Why else can anyone with any managerial nouse really allow this to continue? MLAs and ministers may rant, but ultimately the management of the system must be improved. We already have out-of-hours GP’s services, we have a plethora of information on the internet from trusted sites like NHS direct, but none of this will stop sportsmen and women being injured. None of this will stop older people needing emergency admission because of respiratory failure.  None of this will stop fractures because of slips on icy ground. None of this will stop industrial accidents or road traffic crashes.

So Northern Ireland’s health trusts need a plan to reduce this. Shiny new buildings and calling a few beds an ‘admissions ward’ are not enough.

We suggest that Minister Poots with colleagues on the Stormont health committee arrive at Northern Ireland’s A&E departments unannounced a couple of evenings, then call the managers to join them on the frontline. However, we won’t be there as we really cannot stand the sight of blood.

Four packets of fags
FOUR packets of 20 cigarettes, six pints or a half decent two-course meal in a city centre snazzy eaterie. That’s the cost to all of us for legal aid cases.

Yep – Minister for Justice David Ford has his beady eye on the legal community and the costs of legal aid once again.
According to recent reports, legal aid costs every person in Norn Iron £29.28 compared to a cost per person of £11.26 in bonny Scotland.

And it is in civil cases that legal aid also seems to be costing us a small fortune.
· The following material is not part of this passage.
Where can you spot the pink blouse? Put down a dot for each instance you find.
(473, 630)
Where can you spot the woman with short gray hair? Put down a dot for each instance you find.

For those of us with a memory span greater than an MLAs, last year solicitors and barristers went on strike when Minister Ford cut legal aid in criminal cases. Will we see a similar lefty response from the bewigged and besuited?

They’ve already told news outlets that as barristers are so smart and intelligent it is only they who can represent the most vulnerable in society and that they are the guardians or truth, justice and nice homes in North Down.

In a head to head, who do we fancy in this fight? Minister Ford gets the popular vote; the legal eagles get the grudging support of unions backed by the Law Society and Bar Council, and it seems like a stand-off.

But which brave barrister and stout solicitor will stand firm in the face of the rage from a resident of the Falls or Shankill Road who is told that they are on strike. Which, legal firm will have the courage to say to the claimant that they’re withholding services  in a wages row to an unemployed worker owed back wages. If they do, we salute you Mr and Ms Legal Eagle (and any strike should last about a week and two Nolan shows….).